Time to file IT- returns, but still, you are beating around the bush. Income from business or salary or house rent is sorted, but what about the capital gains? Capital gains aren't a complex procedure to understand, but they are termed other sources of income. In simple terms, the capital gain is the profit made from the sale of any capital asset. The capital gain calculation depends upon the period in which the assets were held.

Also read: how to tax mutual funds

Short term capital gain

  • Short-term capital gain is when assets are held for less than 36 months. Some assets qualify as STCG with 24 months and 12 months tenures.
  • Listed equity shares or equity mutual funds on a stock market are calculated in 12-month tenure. If they are sold within 12 months of purchase, then the assessee has earned short term capital gain (STCG).
  • STCG, earned on debt-oriented mutual funds, is taxed at a tax slab rate applicable to the individual. The gain will be added to the total income and will be taxed accordingly.
  • Short-term capital gains are taxable at 15%. If your tax slab rate is 10% or 20% or 30%, STCG will be taxed at 15% irrespective of the tax slab.

Also read: long term capital gain tax planning

Long-term capital gain

  • Long-term capital gain is when assets are held for more than 36 months of tenure.
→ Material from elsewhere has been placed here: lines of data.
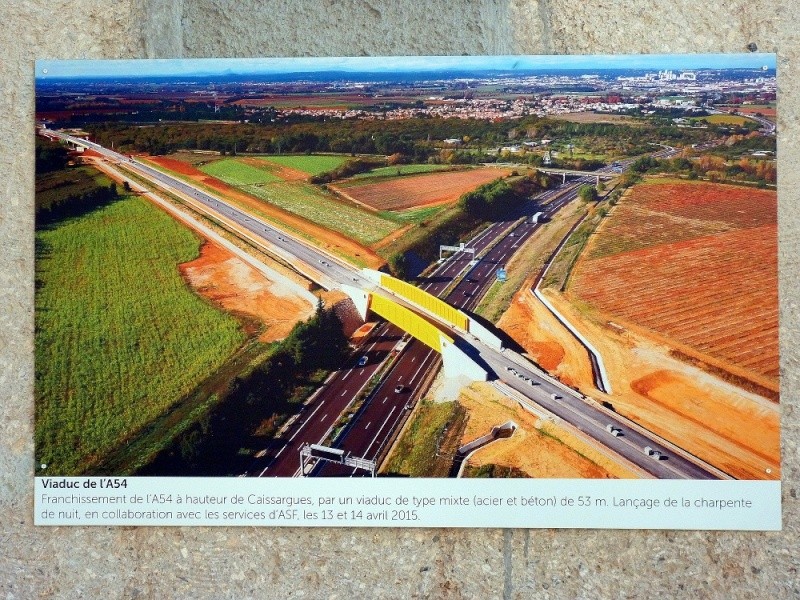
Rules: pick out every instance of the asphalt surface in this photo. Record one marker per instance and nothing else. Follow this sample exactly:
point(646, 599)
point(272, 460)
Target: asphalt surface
point(330, 272)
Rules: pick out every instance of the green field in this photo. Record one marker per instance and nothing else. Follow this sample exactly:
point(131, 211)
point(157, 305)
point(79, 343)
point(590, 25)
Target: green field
point(73, 181)
point(425, 450)
point(312, 164)
point(308, 201)
point(413, 215)
point(234, 172)
point(401, 170)
point(119, 336)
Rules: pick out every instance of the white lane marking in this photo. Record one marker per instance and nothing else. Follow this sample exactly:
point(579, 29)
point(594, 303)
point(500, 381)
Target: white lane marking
point(422, 366)
point(379, 430)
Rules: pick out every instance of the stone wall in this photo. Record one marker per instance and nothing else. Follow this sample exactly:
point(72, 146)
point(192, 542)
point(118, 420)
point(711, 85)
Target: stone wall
point(363, 563)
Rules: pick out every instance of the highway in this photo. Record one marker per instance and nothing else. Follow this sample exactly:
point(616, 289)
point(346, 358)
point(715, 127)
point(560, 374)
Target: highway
point(330, 272)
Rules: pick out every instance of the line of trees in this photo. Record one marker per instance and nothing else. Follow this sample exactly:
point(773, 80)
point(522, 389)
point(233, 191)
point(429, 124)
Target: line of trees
point(50, 156)
point(417, 138)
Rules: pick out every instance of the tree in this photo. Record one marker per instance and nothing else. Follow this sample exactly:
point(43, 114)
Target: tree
point(398, 265)
point(587, 193)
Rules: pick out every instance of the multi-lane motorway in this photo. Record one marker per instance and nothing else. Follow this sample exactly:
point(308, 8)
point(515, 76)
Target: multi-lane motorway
point(367, 434)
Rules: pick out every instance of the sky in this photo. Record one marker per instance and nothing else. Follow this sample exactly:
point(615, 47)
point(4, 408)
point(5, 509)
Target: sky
point(205, 66)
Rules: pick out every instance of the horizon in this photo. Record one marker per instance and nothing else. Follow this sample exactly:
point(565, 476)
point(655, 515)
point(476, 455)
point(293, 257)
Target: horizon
point(215, 67)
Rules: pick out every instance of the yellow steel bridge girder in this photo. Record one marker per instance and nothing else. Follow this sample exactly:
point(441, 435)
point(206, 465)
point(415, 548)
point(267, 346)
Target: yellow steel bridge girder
point(409, 321)
point(429, 302)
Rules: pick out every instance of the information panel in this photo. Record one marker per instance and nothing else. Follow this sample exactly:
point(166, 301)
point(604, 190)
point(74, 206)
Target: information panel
point(203, 226)
point(749, 505)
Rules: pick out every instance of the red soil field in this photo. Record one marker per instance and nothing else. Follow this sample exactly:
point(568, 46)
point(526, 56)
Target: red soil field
point(713, 289)
point(420, 190)
point(330, 240)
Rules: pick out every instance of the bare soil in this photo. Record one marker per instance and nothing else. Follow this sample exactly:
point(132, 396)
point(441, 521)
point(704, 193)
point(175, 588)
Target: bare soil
point(530, 450)
point(238, 288)
point(734, 430)
point(429, 189)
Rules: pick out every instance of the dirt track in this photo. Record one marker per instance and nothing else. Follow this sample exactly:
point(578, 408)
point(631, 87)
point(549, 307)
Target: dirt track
point(238, 288)
point(732, 429)
point(529, 450)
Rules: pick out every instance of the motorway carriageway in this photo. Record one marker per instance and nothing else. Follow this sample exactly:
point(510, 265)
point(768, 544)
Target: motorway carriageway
point(339, 273)
point(371, 429)
point(379, 418)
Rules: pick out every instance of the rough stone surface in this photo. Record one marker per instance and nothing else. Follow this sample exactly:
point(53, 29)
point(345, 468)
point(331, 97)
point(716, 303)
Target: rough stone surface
point(272, 563)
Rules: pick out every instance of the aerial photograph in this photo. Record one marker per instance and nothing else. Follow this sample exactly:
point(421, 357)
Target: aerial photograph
point(559, 267)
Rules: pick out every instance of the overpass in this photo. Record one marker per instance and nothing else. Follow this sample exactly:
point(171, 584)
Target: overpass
point(597, 175)
point(404, 312)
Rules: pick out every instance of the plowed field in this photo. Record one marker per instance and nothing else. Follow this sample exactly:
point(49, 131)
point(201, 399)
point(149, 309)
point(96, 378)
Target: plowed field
point(696, 264)
point(420, 190)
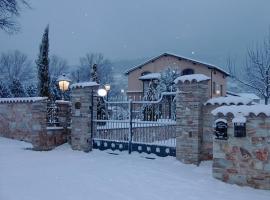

But for listed shares, shares held for more than 12 months are taxable under long-term capital gain.
  • Before budget 2018, long-term capital gain from shares or equity mutual funds were considered for tax exemption. But after April 2018, the long-term capital income of more than 1 lakh is taxable at 10%.
  • Long-term capital gain, earned from debt mutual funds, is liable to tax at 20% with indexation benefit.
  • To adjust the purchase price of an investment, indexation is used to adjust the inflation on it. 

Users can download the consolidated statement of their capital investment performances from the app they have been using to make investments from like CAMS, KARVY, GROWW, Paytm, upstox, etc. this statement will show the consolidated gain or loss. Then the user  can use the websites to calculate tax on them.

ITR Form

Income tax returns for any financial year are filed through ITR Forms. For capital gains during the year, ITR Form 2 is to be filled during filing IT returns. ITR Form 1 is filled to file tax from business, salary and rental income. Whereas ITR Form 2 is for declaring income from capital gains, all house properties and other sources.

Capital investments are the best way to invest your money and are best for tax savings. For tax purpose solutions you need to carefully scrutinise the funds in proper fund houses. But before investing, just make sure you go through adequate calculations and file an accurate tax return.